Thursday, March 15, 2018


Philippe Reines, who's been an adviser to Hillary Clinton for many years, is offering election tips to Democrats who hope to beat Donald Trump in 2020, some of them clearly based on Clinton's failure to close the sale in 2016. I think some of Reines's advice is a bit dubious:
●Go high when you can. But when he goes low, take advantage of the kneeling to knock his block off.

●Don’t apologize. Ever. Not over money you took from Harvey Weinstein. Not even for attacking the pope. In fact, proactively attack the pope. Your kid is a shoplifter? You’re proud of them for exposing inadequate security.

●A lot of industries are going to want to hedge their bets. Don’t declare you won’t take money from lobbyists. Take cigarette money. Counterfeit your own.

●Swing at every pitch. Trump never says, “I’m not dignifying that with an answer.” He has no dignity. He leaves no attack unanswered. I spent 15 years recommending ignoring stupidity. “It has no legs. Don’t give it oxygen. There’s no pickup.” I was wrong....

●Boast. Gloat. About your accomplishments. Your biceps. Your everything. You didn’t co-sponsor; you got it done on your inevitable path to Mount Rushmore.

●Don’t wait for post-debate polls. You won. It’s obvious. Everyone saw. Say it onstage....

●Don’t hire anyone who says they’d rather lose than stoop to his level. If you say it, get out of the way for someone living in the real world.
Okay, I get it: To beat Trump, act just like him. But I think that's an absurd strategy. You'll never out-Trump Trump, and you can't fake being like that -- either your personality is Trump-like or it isn't.
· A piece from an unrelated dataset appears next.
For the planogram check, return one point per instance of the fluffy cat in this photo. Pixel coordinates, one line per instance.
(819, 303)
Besides, you're not competing for the voters who like Trump's personality -- you're competing for the people who find it repulsive, or at least queasy-making, some of whom voted for him anyway in 2016.

I agree that the Democrat running against Trump can't become the butt of his jokes. But there are other ways to respond when Trump attacks. When Trump went after him, Barack Obama didn't get in the mud or turn into a chest-thumping blowhard. He didn't respond to every birther moment. He maintained his dignity, with a touch of swagger. He didn't send out all-caps tweets when he released his long-form birth certificate -- he just did it, and then delivered a deadpan, subtly devastating anti-Trump monologue at the 2011 White House Correspondents Dinner.
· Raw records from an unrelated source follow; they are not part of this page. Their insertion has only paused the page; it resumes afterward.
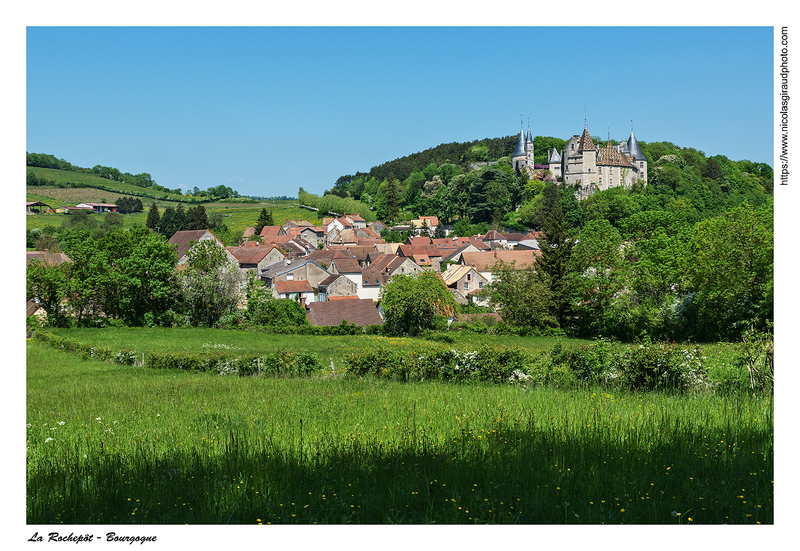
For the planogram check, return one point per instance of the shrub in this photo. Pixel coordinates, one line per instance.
(433, 362)
(663, 366)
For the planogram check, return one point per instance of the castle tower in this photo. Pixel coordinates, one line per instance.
(589, 154)
(520, 157)
(529, 147)
(637, 156)
(554, 163)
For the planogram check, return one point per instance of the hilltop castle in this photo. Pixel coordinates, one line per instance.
(581, 161)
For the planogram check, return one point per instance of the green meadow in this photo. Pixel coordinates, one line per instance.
(237, 216)
(110, 444)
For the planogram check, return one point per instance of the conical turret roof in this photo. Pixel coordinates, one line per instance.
(634, 149)
(519, 151)
(586, 141)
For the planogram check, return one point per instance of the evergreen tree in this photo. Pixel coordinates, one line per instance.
(392, 200)
(169, 222)
(554, 264)
(197, 218)
(264, 219)
(153, 218)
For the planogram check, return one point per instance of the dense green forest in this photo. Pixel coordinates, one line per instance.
(689, 256)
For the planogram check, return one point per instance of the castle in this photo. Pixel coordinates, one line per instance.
(582, 162)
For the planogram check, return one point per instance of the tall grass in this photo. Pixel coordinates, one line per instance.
(110, 444)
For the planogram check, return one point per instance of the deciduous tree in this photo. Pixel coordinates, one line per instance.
(411, 303)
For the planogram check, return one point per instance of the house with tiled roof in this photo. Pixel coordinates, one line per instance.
(601, 168)
(392, 264)
(464, 281)
(485, 261)
(268, 232)
(348, 267)
(366, 233)
(358, 312)
(300, 290)
(183, 241)
(256, 257)
(337, 286)
(423, 255)
(293, 270)
(372, 281)
(294, 246)
(346, 237)
(378, 226)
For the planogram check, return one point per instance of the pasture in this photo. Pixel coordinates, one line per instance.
(108, 444)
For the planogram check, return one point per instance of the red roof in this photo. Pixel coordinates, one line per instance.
(298, 286)
(359, 312)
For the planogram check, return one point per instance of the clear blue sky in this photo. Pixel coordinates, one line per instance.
(268, 110)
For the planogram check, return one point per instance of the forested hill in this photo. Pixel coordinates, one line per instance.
(457, 153)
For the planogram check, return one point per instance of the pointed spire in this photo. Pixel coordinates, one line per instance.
(634, 149)
(519, 150)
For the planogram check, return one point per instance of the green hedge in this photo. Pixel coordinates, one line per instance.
(279, 363)
(433, 361)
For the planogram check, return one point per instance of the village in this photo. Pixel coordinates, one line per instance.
(336, 270)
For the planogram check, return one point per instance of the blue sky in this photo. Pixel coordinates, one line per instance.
(267, 110)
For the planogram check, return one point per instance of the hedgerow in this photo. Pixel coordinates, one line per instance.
(279, 363)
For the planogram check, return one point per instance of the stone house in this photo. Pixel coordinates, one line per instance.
(464, 281)
(293, 270)
(359, 312)
(256, 258)
(335, 286)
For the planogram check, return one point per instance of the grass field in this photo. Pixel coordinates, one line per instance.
(117, 445)
(236, 216)
(145, 339)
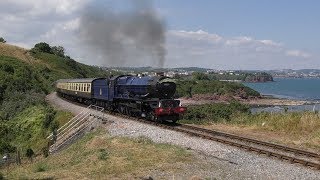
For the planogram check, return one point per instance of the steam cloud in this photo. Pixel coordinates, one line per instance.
(135, 37)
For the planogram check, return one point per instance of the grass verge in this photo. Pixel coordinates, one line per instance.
(98, 155)
(300, 129)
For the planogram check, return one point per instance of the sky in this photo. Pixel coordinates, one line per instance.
(224, 34)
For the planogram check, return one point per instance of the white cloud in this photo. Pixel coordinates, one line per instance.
(199, 48)
(298, 53)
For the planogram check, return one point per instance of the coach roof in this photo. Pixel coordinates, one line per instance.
(85, 80)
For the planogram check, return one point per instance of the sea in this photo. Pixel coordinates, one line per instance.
(290, 88)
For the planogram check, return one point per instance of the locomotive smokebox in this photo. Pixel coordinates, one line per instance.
(144, 87)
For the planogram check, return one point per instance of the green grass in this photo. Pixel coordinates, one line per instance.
(298, 128)
(25, 117)
(99, 155)
(213, 87)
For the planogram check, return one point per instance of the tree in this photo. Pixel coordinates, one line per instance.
(30, 154)
(2, 40)
(42, 47)
(200, 76)
(58, 50)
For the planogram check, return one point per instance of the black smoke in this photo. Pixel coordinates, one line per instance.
(131, 37)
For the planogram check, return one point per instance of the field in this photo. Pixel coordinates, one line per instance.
(98, 155)
(26, 77)
(297, 129)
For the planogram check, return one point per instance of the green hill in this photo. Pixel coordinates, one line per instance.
(25, 79)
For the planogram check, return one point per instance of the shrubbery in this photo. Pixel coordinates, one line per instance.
(2, 40)
(212, 87)
(46, 48)
(214, 112)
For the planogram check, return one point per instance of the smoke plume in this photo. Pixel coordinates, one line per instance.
(132, 37)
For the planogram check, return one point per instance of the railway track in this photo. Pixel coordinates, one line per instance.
(289, 154)
(292, 155)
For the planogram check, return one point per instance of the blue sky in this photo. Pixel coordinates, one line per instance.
(224, 34)
(292, 22)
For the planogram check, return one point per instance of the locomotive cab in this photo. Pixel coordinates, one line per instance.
(169, 110)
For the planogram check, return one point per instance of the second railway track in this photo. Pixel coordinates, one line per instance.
(292, 155)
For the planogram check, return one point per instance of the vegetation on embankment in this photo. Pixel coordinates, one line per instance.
(25, 79)
(188, 88)
(293, 128)
(98, 155)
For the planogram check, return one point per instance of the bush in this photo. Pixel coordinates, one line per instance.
(29, 153)
(103, 154)
(2, 40)
(42, 47)
(41, 167)
(213, 87)
(214, 112)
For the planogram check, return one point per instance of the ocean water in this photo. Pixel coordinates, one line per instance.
(290, 88)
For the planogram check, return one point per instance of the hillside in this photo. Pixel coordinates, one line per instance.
(25, 79)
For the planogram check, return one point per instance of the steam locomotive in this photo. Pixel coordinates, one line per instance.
(139, 96)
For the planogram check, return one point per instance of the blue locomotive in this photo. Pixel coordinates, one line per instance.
(144, 96)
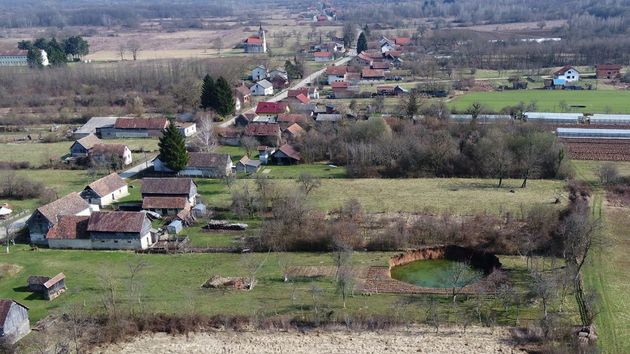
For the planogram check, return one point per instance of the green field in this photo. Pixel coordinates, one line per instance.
(600, 101)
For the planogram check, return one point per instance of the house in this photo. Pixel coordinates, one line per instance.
(48, 287)
(372, 75)
(70, 233)
(336, 73)
(81, 147)
(262, 88)
(310, 92)
(608, 71)
(14, 323)
(48, 215)
(242, 97)
(94, 126)
(271, 108)
(201, 164)
(567, 73)
(259, 73)
(256, 43)
(187, 128)
(294, 131)
(16, 57)
(285, 155)
(279, 82)
(115, 154)
(323, 56)
(170, 188)
(247, 165)
(266, 134)
(165, 206)
(120, 230)
(106, 190)
(135, 128)
(245, 118)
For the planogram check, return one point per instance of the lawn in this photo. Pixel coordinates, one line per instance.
(597, 101)
(39, 153)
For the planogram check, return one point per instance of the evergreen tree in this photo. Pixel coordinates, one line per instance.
(225, 97)
(208, 93)
(361, 43)
(173, 148)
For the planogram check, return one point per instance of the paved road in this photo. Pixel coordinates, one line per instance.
(304, 82)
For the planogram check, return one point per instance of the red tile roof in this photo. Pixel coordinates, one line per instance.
(336, 70)
(164, 203)
(262, 130)
(369, 73)
(141, 123)
(116, 221)
(70, 227)
(271, 108)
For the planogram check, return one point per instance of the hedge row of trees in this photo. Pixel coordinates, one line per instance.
(399, 148)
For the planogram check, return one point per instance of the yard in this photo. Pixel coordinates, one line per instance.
(597, 101)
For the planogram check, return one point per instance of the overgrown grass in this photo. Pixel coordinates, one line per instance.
(596, 101)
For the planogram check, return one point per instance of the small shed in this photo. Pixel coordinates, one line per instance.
(199, 210)
(175, 227)
(50, 288)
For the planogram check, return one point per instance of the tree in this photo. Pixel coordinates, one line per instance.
(361, 43)
(208, 93)
(134, 47)
(225, 97)
(173, 148)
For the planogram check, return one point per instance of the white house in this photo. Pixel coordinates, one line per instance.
(262, 88)
(259, 73)
(106, 190)
(567, 73)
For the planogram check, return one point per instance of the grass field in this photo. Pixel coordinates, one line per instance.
(600, 101)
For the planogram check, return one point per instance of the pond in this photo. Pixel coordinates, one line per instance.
(436, 273)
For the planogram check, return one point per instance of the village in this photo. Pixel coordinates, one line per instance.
(310, 171)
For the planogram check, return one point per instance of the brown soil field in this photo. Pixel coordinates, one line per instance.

Oh, and there was the death of bin Laden right after that. Mic drop!

Trump got the last laugh five years later, though we don't know what would have happened if Obama had been able to run against him. We can guess that he wouldn't have behaved like Trump -- he would have continued to act like the adult in the race, but with a significant amount of cool. He might have made Trump seem desperate, flailing, and out of control. Bill Clinton did that to George H.W. Bush in 1992 -- it's hard to remember now, but in 1992, for all the questions about his past, Clinton came off as both charismatic and mature, an appealing young candidate with a lot of good ideas and the right temperament to get the job done.

What worries me about the 2020 Democratic aspirants is that I'm not sure who among them has the charisma and the presence to face down Trump without getting in the gutter with him. I don't know what charisma is, but Obama has it, Clinton had it in his youth -- and few Democratic contenders have it now.
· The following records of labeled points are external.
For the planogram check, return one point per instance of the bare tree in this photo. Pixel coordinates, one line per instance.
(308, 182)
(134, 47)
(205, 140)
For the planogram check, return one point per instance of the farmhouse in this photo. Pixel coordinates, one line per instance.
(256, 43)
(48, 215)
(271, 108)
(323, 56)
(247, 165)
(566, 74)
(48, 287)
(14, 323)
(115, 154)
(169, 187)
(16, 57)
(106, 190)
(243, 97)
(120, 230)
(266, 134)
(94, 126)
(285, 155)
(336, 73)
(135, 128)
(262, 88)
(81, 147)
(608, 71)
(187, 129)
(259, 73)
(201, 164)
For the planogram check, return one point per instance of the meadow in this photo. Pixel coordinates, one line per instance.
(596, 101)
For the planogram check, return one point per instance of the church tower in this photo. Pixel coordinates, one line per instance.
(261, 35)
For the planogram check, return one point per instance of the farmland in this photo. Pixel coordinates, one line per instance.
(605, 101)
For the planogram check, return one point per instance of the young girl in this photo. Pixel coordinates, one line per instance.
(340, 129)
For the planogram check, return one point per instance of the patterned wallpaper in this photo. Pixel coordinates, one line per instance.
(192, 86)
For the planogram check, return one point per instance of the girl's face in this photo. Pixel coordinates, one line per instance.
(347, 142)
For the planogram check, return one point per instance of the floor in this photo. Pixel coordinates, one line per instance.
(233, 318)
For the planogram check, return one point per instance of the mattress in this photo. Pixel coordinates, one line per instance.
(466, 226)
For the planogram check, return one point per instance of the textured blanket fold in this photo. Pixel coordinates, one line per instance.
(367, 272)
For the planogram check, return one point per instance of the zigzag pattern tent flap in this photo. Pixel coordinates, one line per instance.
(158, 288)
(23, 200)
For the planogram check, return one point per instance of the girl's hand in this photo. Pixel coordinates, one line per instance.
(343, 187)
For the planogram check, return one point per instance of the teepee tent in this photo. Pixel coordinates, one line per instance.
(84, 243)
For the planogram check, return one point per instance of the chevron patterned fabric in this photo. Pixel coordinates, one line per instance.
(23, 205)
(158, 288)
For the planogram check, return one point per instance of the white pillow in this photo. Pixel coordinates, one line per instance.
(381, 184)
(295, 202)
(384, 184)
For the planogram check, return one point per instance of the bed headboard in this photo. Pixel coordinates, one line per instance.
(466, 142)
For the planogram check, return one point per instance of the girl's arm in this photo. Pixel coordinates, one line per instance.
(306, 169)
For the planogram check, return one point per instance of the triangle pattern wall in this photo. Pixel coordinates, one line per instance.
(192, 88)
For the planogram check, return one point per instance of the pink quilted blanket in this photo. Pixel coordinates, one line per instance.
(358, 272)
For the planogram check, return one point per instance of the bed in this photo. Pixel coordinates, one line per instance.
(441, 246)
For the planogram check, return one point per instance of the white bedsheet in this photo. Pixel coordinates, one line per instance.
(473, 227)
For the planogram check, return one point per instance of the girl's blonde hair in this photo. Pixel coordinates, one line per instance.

Joe Biden has an oddball appeal, but does he engender trust or is he just seen as a figure of fun? Bernie Sanders inspires a lot of people (and infuriates some others), but can he keep his head when he's under attack the way Obama does, and the way Clinton did in his prime?

As for the rest of the men who are considering a run ... I'm not so sure. The women impress me, and I'm sure they impress a lot of you, but I worry how the general public will feel about them. There are dudebros in the electorate (including the Democratic electorate), and there are other voters (of both genders) who still have problems with educated, forthright white-collar women, women who don't smile a lot and try to make everything nice. I hate that there are still voters who might find Elizabeth Warren or Kirsten Gillibrand or Kamala Harris "harsh" or "shrill" or "pushy," but they're out there.

Can any of those women go head to head with Trump and make 51% of voters in states with 270 electoral votes like them instead of Trump? I think they'd try to do it without losing their dignity, or playing by Philippe Reines's rules. I just hope it would work.

I worry that the best candidate to beat Trump would be another Obama. I hope I'm wrong, because I don't see one in the candidate pool.